En effet, les deux mc ont la rage et cela se ressent. "Protect Ya Neck II The Zoo" est l’un de ses titres où se succèdent un tas de mc. Sont conviés Buddha Monk, Prodigal Sunn, Zu Keeper, Murdoc, Killah Priest, 12 O'Clock, Shorty Shit Stain et 60 Second Assassin pour un son à la mémoire du Brooklyn Zoo. Inutile de préciser que ca décapote.


“Rhymes is rugged like burnt buildings in Harlem
The Ol Dirty Bastard from the Temple of Shaolin
Dirty to the brain like drops of acid rain
Clang, clang, clang, rhymes pluckin at your brain”

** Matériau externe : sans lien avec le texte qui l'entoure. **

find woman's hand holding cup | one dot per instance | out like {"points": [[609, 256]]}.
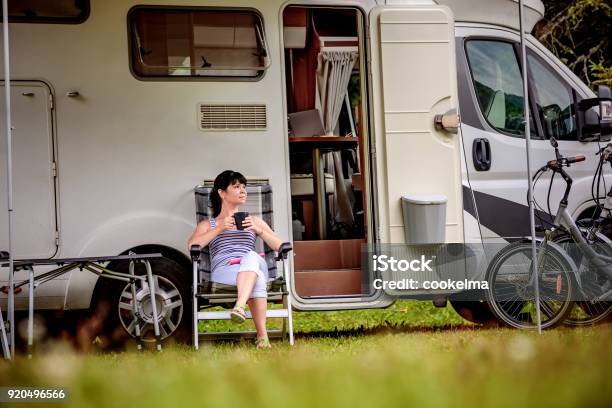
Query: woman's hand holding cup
{"points": [[251, 224], [228, 223]]}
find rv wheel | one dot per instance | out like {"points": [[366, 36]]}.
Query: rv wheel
{"points": [[121, 321]]}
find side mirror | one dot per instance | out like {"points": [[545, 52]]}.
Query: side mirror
{"points": [[594, 116], [553, 142]]}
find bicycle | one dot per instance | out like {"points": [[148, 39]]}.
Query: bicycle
{"points": [[588, 312], [510, 275]]}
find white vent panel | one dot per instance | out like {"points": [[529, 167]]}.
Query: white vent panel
{"points": [[232, 117]]}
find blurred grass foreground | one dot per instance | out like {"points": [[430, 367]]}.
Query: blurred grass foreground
{"points": [[408, 355]]}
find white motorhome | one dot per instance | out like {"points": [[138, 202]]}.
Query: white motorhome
{"points": [[121, 107]]}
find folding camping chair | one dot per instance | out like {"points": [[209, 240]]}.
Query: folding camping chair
{"points": [[207, 294]]}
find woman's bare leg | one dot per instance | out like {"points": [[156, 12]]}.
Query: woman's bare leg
{"points": [[245, 281], [258, 307]]}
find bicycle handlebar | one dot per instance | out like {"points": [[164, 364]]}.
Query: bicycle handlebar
{"points": [[564, 162]]}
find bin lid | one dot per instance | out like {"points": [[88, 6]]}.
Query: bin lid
{"points": [[425, 199]]}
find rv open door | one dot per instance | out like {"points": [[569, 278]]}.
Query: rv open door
{"points": [[413, 80]]}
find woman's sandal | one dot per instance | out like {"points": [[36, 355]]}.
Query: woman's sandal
{"points": [[237, 315], [263, 343]]}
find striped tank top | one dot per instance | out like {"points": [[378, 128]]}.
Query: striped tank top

Ol'Dirty Bastard - "Cuttin'Headz" (Feat. The RZA)
"Cuttin' Headz" voit le second cousin d’ODB, The RZA, débarqué pour un duo.

Les flows gravitent mélodieusement autour de quelques notes de piano et coups de batteries provenant de "Synthetic Substitution" de Melvin Bliss.

"Dirty Dancin’" déçoit assez mais se révèle ètre la seule erreur de parcours du disque.

Les délires du bâtard sont bien là, Method Man pose tranquillement, peut-être même trop mais l’ensemble ne décolle jamais assez et fait qu’on accroche pas au son. "Harlem World" vient terminer l’album et fait éclater le dernier neurone qu’il nous restait après son écoute.


Le son vient conclure de manière plutôt calme ce qui se révèle comme le meilleur essais d’Ol’Dirty Bastard qui portait définitivement a la perfection son surnom d’ A Son Unique. Un artiste incomparable, totalement barré et unique dans son genre à qui ont ne peut s’empêcher de poser un rest in peace.